Scripture was written by people reflecting on the implications of God working in their lives.
Even when the Sacred Authors appear to be narrating factual, eye-witness history, they're actually giving us editorials on history, editorials based on the faith dimension from which they view everything around them. Their experience of faith is far more important than their knowledge of history.
This faith dimension is especially clear in this Sunday's first and third reading. Though both passages are rooted in historical events -- the Babylonian Exile and Jesus' death -- the authors are more interested in conveying meaning than facts. And each writer presumes his readers share the faith which prompts his reflection.
The author of this part of II Chronicles, for instance, is especially concerned that his community understand the basic cause of the Exile (II Chr 36: 14-16, 19-23). According to His faith-viewpoint, God brought about this disastrous deportation because the Chosen people "added infidelity to infidelity, practicing all the abominations of the nations and polluting the Lord's temple which He had consecrated in Jerusalem."
Though experts in ancient Middle Eastern history would probably pinpoint bad alliances, poor military decisions or ineffective leadership as the causes of Judah's defeat by the Babylonians, our author is interested only in the moral choices which the Jews made. In his opinion those choices alone brought about the Exile.
In a similar way, the author of the Gospel (Jn 3: 14-21) not only "editorializes" Jesus' well-known conversation with Nicodemus, but also adds some undisguised, overt comments as the middle-of-the-night dialogue ends.
"For God so loved the world," the author first tells his readers, "that He gave His only Son, so that everyone who believes in Him might not perish but might have eternal life."
Then, as his reflection continues, the evangelist explains why, at the end of the first Christian century, so many refuse to accept and follow Jesus. "The light came into the world," he writes, "but people preferred darkness to light, because their works were evil."
Just as the author of II Chronicles judged his history against the background of his faith in Yahweh, so the author of John judged his experiences against the background of his faith in Jesus. Those who don't share their faith don't share their judgment.
That's why we must be careful in how we hear many parts of Scripture. The books of the Bible weren't written for everyone; they were directed to a specific group -- people who had made the same decision about Yahweh and Jesus as their authors had.

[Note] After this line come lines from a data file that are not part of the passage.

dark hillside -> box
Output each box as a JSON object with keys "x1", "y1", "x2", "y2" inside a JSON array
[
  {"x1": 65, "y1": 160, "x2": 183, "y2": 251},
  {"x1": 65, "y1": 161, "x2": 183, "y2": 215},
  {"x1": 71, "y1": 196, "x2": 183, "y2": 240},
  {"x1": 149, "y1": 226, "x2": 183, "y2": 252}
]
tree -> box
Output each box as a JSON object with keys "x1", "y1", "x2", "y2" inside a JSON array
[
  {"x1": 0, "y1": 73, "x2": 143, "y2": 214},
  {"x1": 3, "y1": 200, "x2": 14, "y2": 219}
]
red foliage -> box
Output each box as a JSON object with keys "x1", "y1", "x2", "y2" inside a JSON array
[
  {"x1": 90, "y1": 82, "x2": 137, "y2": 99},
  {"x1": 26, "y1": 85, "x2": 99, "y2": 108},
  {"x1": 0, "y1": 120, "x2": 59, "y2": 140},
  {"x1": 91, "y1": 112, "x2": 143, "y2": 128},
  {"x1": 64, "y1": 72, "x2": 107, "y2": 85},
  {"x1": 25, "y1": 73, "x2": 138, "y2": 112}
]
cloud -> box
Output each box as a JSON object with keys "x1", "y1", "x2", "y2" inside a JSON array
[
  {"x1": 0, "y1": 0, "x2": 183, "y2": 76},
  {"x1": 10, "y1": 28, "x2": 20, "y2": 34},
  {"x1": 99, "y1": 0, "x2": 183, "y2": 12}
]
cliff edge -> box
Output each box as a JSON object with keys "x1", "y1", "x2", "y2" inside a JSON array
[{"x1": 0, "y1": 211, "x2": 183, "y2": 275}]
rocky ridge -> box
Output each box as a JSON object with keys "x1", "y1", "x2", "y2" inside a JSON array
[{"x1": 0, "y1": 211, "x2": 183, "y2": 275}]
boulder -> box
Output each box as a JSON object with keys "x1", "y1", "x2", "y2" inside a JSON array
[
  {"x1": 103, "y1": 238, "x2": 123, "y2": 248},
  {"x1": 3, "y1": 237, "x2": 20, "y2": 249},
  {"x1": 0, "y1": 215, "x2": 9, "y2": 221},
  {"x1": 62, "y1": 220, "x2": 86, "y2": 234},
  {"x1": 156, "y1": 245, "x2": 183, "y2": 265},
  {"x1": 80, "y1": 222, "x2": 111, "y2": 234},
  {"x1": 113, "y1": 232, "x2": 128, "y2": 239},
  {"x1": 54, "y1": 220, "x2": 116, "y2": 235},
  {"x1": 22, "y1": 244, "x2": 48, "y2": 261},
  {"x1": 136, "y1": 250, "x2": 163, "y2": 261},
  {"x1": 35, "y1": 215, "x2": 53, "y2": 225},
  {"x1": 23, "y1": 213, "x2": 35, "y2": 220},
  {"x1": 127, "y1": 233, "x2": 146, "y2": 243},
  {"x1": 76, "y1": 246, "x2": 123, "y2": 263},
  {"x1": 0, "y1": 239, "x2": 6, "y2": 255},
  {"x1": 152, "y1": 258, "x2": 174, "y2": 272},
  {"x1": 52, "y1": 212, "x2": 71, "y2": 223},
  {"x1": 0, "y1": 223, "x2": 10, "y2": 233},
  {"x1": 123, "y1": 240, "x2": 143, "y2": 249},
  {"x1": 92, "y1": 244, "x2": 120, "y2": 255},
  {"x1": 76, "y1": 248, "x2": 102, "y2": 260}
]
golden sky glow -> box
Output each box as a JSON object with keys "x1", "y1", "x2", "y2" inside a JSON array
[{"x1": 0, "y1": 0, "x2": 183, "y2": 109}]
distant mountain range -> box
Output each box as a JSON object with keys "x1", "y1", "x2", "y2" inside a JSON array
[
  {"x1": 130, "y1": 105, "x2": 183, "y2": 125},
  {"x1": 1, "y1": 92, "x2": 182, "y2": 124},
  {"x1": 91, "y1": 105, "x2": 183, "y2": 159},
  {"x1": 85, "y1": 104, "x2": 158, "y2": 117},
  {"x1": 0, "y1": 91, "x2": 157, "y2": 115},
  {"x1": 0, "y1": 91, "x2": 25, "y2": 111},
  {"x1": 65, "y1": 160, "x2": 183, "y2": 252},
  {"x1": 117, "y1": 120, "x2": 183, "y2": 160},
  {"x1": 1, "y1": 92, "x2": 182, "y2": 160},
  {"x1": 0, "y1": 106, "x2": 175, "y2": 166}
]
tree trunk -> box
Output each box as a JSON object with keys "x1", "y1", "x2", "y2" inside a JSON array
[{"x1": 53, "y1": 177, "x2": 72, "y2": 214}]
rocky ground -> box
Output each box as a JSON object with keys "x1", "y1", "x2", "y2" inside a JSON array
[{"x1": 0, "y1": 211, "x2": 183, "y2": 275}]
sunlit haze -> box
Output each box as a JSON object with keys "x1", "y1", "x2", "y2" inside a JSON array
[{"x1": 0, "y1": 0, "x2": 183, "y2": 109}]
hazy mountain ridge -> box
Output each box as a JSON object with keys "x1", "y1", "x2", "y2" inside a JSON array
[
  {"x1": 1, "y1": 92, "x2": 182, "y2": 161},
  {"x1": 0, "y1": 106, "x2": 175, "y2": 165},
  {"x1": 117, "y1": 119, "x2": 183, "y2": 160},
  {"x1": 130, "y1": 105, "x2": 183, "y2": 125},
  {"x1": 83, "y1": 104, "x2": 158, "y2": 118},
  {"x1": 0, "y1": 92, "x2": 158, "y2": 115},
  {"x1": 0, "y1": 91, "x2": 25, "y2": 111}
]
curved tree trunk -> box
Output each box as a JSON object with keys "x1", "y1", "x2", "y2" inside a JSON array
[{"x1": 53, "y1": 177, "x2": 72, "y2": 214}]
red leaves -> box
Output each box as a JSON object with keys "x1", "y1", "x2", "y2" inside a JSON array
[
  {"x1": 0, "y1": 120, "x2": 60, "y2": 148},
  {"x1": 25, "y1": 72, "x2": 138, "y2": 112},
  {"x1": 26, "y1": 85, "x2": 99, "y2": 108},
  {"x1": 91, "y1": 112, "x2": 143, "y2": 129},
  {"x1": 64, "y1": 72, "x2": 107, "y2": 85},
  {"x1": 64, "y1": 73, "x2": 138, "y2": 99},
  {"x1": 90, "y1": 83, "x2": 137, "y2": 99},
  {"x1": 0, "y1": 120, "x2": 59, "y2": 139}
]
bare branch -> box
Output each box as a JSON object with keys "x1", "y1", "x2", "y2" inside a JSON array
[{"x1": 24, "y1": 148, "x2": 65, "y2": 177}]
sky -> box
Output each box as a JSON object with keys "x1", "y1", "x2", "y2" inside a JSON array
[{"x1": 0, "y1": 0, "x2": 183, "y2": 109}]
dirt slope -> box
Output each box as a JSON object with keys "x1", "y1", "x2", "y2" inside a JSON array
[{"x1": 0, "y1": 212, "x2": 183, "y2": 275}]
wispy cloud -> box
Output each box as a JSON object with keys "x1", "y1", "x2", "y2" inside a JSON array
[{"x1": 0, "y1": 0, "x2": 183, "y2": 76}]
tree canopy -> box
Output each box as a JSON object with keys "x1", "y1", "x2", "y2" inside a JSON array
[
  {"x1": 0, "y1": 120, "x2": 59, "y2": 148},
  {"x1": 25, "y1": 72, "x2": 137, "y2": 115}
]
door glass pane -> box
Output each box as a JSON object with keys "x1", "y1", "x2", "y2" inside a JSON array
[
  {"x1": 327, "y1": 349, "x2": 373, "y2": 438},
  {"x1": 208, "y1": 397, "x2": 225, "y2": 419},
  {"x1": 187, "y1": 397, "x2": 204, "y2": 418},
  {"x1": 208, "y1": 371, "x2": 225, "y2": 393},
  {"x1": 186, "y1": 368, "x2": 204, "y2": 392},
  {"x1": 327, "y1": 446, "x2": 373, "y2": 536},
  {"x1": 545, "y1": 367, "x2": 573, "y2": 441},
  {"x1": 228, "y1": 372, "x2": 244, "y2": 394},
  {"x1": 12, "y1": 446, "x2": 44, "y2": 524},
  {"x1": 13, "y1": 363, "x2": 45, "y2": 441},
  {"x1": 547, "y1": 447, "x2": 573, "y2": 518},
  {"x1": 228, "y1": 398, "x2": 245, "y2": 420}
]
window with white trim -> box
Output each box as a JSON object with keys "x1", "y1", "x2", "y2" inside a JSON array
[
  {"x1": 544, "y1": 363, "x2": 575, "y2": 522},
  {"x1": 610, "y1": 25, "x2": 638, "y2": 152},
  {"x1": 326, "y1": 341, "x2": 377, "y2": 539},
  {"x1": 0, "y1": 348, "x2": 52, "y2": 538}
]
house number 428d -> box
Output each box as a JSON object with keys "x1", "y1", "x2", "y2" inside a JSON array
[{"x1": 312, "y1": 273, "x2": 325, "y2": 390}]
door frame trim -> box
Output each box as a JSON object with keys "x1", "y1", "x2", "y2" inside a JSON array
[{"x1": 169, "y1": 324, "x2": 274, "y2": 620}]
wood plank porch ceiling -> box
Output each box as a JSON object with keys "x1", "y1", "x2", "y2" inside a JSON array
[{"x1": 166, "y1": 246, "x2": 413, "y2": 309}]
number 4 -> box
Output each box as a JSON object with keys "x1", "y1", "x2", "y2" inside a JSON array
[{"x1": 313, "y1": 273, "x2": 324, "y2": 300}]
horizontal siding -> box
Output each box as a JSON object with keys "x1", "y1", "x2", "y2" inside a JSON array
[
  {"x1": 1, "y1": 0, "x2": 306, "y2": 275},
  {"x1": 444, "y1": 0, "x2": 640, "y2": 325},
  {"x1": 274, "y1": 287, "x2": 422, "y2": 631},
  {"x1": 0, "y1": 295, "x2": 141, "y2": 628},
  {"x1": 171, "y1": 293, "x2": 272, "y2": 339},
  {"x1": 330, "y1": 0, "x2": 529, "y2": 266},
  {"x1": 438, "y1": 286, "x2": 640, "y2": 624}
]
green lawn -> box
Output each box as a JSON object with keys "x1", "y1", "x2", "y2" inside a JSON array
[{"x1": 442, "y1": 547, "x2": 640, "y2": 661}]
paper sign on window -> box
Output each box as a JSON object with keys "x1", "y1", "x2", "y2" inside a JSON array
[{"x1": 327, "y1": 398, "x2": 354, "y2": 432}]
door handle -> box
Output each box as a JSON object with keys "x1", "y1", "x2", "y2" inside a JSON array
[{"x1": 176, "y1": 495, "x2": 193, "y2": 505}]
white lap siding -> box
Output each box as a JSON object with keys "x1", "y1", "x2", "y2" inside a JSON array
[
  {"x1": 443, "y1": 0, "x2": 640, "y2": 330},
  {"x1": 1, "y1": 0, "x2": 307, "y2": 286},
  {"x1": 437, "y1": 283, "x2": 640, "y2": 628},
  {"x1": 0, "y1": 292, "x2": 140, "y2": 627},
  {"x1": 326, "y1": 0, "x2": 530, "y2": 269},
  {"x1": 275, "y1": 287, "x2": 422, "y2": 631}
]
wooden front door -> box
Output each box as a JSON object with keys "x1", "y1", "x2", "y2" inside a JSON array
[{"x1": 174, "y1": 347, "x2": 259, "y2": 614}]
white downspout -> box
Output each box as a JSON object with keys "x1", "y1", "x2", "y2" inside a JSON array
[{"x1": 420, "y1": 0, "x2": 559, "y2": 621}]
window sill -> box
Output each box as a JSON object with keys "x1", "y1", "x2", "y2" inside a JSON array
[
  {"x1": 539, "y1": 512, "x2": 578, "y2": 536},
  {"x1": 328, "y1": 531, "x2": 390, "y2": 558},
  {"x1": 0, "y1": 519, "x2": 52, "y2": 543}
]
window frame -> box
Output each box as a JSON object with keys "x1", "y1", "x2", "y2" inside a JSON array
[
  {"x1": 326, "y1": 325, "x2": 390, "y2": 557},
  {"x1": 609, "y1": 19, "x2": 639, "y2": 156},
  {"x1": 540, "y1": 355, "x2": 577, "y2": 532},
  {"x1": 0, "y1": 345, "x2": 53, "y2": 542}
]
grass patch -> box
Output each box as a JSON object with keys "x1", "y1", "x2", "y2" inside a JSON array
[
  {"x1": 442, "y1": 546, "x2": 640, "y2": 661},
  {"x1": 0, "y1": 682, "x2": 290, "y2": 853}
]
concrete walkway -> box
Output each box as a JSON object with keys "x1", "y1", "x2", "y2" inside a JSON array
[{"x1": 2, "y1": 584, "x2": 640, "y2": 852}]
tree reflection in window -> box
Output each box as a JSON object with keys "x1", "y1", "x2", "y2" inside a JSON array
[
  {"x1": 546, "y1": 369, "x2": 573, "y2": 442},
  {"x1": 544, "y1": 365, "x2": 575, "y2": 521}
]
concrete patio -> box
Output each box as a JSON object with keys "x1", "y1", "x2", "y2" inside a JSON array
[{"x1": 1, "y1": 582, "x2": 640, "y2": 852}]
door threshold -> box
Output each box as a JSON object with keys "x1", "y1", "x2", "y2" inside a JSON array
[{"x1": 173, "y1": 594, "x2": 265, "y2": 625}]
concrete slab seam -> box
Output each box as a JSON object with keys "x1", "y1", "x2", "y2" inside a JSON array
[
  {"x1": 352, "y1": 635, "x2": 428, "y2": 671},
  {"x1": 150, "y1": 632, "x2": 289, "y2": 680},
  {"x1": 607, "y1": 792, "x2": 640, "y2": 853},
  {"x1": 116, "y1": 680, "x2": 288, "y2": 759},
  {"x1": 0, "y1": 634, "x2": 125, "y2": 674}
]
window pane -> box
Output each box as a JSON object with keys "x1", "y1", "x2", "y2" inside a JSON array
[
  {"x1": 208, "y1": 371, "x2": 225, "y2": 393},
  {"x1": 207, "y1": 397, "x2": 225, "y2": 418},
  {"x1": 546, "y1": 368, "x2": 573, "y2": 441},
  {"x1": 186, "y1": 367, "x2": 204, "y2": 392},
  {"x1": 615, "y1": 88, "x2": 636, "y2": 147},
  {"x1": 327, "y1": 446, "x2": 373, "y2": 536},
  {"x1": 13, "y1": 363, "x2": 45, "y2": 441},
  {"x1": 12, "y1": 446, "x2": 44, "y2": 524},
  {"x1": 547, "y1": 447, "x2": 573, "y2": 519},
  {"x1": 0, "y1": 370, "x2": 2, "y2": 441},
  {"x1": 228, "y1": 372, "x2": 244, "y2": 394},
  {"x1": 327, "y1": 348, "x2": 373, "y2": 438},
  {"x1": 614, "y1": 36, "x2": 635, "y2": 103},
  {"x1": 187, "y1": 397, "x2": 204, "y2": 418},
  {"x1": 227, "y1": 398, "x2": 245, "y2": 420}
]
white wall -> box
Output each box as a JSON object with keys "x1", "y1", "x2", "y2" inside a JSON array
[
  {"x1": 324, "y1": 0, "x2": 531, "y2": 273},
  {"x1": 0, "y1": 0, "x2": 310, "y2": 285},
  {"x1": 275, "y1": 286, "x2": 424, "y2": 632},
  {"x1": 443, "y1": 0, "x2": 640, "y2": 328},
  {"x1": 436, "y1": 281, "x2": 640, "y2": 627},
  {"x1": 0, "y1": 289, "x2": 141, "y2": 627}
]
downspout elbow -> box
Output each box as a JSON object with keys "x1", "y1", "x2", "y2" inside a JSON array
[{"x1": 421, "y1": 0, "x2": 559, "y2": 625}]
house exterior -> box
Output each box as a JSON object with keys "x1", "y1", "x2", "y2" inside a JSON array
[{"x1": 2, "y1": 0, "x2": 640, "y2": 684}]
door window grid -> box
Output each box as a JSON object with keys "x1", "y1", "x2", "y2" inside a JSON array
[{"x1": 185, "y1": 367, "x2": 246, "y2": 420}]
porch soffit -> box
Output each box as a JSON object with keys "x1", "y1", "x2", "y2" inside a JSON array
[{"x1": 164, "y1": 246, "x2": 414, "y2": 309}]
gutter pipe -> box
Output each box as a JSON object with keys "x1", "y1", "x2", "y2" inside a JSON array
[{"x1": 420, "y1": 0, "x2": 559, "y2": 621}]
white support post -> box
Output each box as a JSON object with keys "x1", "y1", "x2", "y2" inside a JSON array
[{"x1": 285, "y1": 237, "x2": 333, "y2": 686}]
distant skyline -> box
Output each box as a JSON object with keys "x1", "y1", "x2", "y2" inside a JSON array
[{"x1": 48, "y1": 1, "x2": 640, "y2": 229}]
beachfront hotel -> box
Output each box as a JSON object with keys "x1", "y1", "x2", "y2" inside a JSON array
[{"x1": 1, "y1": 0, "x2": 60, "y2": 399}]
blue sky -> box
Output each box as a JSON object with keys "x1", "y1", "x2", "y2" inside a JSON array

We especially experience the latter in the second reading (Eph. 2: 4-10). Paul expressly states that he's directing these words only to those who had imitated Jesus' dying and rising. "Brothers and sisters," he writes: "God, who is rich in mercy, because of the great love He had or us, even when we were dead in our transgressions, brought us to life with Christ,... raised us up in Him, and seated us with Him in the heavens in Christ Jesus."
If someone has not accompanied Jesus through death and resurrection, that person will never understand what Paul means when he speaks about "grace" being God's gift.
Perhaps some of us consistently daydream during the liturgical readings not because the lector does a bad job of proclaiming God's word, but because we've done a bad job of believing that God could actually be the essential part of our lives. We're probably listening to someone else's book!